The ε-subunit has several prominent IDPRs surrounded by flexible regions located at residues 1–9(10–21)22–25(26–29), (46–50)51–66(67–105), and (141–142)143–147. The SWISS-MODEL structure for the ε-subunit has most prominent red regions around the residues 38–46, 64–72, 90–107, and 142–146. Once again, the idea that high intrinsic disorder propensity affects the threading energy of its surrounding regions is seen. The position of the most prominent red regions in the ε-subunit resembles those in α-, β-, and γ1-subunits.
Finally, the ζ-subunit has 3 disordered regions and 4 flexible regions around the residues 1–6(7–11), (16–51)52–57(58–87), and (134–137)138–142. The strongest red regions in this subunit are roughly 40–47, 59–66, 84–102, and 133–142. Besides N-terminal disordered tail, other IDPRs are rather accurately reflected in the predicted 3D structure. The distribution of flexible regions in the ζ-subunit is rather similar to those of α-, β-, ε-, and γ1-subunits.
Posttranslational modifications (PTMs) are covalent modifications of proteins that are typically catalyzed by specific enzymes after the translation of a polypeptide chain. PTMs are many and have various functional implementations, such as functional regulation of proteins, control of cellular localization, or targeting proteins for proteolytic cleavage. The most common PTMs are phosphorylation, glycosylation, acetylation, nitrosylation, ubiquitination, and many others. It is also known that the disordered domains/regions of many may have several posttranslational modification sites, and phosphorylation66 and many other enzymatically catalyzed PTMs are preferentially located within the IDPRs.67
Figure 3 shows that all hemoglobin subunits analyzed in this study (except for γ1-subunit for which D2P2 is not available as of yet) have a large number of various PTMs (see Fig. 3). In addition to the PTMs visualized by D2P2, information on the experimentally validated PTMs of 7 major Hb subunits was extracted from the UniProtKB. This analysis revealed that the α-subunit of human Hb is phosphorylated at numerous sites, including serine residues at positions 4, 36, 50, 103, 125, 132, and 139; threonine residues at positions 9, 109, 135, and 138; and a tyrosine residue at position 25. The second most frequent posttranslational modification in this subunit is glycosylation, which is found at positions 8, 17, 41, and 62. The lysine residues at positions 8, 12, 17, and 41 are N6-succinylated. Finally, the lysine residue at position 17 is N6-acetylated. Since the disorder-flexibility distribution within the α-subunit represents the following pattern: 1–8(9–33) – (36–50)51–63(64–79)80–81(82–99) – (114–136)137–142, all the PTMs are located within disordered or flexible regions.
The β-subunit of human hemoglobin has posttranslational modifications at positions 2, 9, 10, 13, 18, 45, 51, 60, 67, 83, 88, 94, 121, and 145. The amino acid valine at position 2 can be N-acetylated, glycosylated, and pyruvic acid iminylated.
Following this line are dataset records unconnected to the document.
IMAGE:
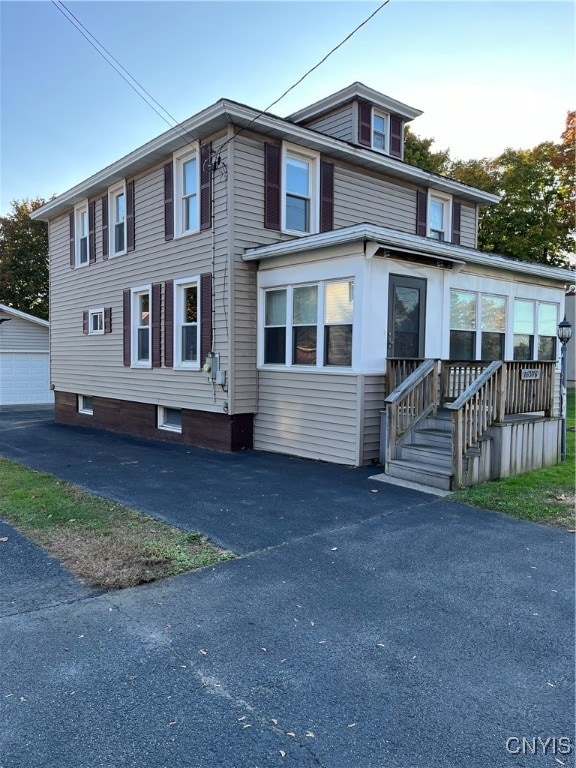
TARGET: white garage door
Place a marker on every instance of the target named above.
(24, 378)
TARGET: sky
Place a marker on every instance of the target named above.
(487, 75)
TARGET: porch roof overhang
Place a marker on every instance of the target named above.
(391, 242)
(224, 113)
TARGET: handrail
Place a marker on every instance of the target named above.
(409, 403)
(412, 381)
(476, 385)
(478, 407)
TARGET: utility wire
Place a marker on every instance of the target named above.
(306, 74)
(129, 79)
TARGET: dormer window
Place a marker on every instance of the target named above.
(380, 130)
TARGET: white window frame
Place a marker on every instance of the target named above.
(320, 326)
(179, 287)
(162, 419)
(434, 194)
(135, 294)
(113, 193)
(83, 408)
(535, 335)
(181, 157)
(386, 116)
(478, 330)
(94, 313)
(313, 158)
(79, 210)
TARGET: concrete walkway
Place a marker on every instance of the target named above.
(365, 630)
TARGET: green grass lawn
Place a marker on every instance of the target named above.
(104, 544)
(546, 495)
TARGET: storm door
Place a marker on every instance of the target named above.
(406, 317)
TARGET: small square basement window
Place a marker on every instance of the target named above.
(170, 419)
(86, 404)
The β-subunit is glycosylated at positions 9, 18, 67, 121, and 145 and has several phosphorylated sites, such as the serine residues at positions 10 and 45 and the threonine residues at positions 13, 51, and 88. The lysine residues at positions 60, 83, and 145 are N6-acetylated. Finally, the cysteine residue at position 94 is S-nitrosylated. All PTMs are located within the disordered or flexible regions in this subunit, which is characterized by the following disorder/flexibility profile: 1–9(10–13) – (44–55)56–66(67–104) – (120–141)142–147.
According to UniProtKB, only 2 PTM types are found in the hemoglobin γ1- and γ2-subunits, N-acetylation and phosphorylation. In both isoforms, the N-acetylation takes place at the Gly2 position, whereas phosphorylation occurs at serine residues 45, 51, 53, 140, 143, and 144. The disorder/flexibility profiles of the hemoglobin γ1- and γ2-subunits are identical: 1–9(10–13) – (44–55)56–66(67–107) – (121–140)141–147, indicating that all PTMs happen either in disordered or flexible regions.
The δ-subunit has 2 phosphorylation sites (residues Ser45 and Ser51), 3 N6-acetylation sites (residues Ly60, Lys83, and Lys145) and one S-nitrosylation site (Cys94). An additional modification, N-acetylation of the Ala2 is found in the Niigata variant of this subunit that is present in Japanese population.68 Since the disorder-flexibility pattern of this subunit can be described as 1–9(10–23) – (44–48)49–66(67–104) – (120–141)142–147, all these PTMs are located within disordered or flexible regions.
The hemoglobin ε-subunit has 3 phosphorylated amino acid residues: 2 serine residues at positions 45 and 51 and threonine at position 124. It also has 2 N6-succinylated lysine residues at positions 18 and 60, and one S-nitrosylated cysteine residue at position 94. Several IDPRs surrounded by flexible regions represent the disorder/flexibility profile of this subunit 1–9(10–21)22–25(26–29) – (46–50)51–66(67–105) – (141–142)143–147, indicating that all PTMs sites of this subunit are located within disordered or flexible regions.
The hemoglobin ζ-subunit is characterized by the presence of one N-acetylation site at the position Gly2 and 4 phosphorylation sites at positions Thr29, Ser53, Ser73, and Ser82. The PONDR® VSL2-based disorder/flexibility profile of ζ-subunit (1–6(7–11) – (16–51)52–57(58–87) – (134–137)138–142) indicates that similar to all other Hb subunits analyzed in this study, all these PTMs sites tend to be located in disordered or flexible regions of ζ-subunit.
Besides being involved in interaction with each other, the major subunits of human hemoglobin have multiple interactions with a wide variety of other proteins. The corresponding interactomes were discovered through the STRING platform, which generates protein-protein interaction (PPI) networks to determine the functional repertoire of a query protein. Construction and analysis of these interactomes are important, since such PPIs could provide important clues on the biological activities of each hemoglobin subunit.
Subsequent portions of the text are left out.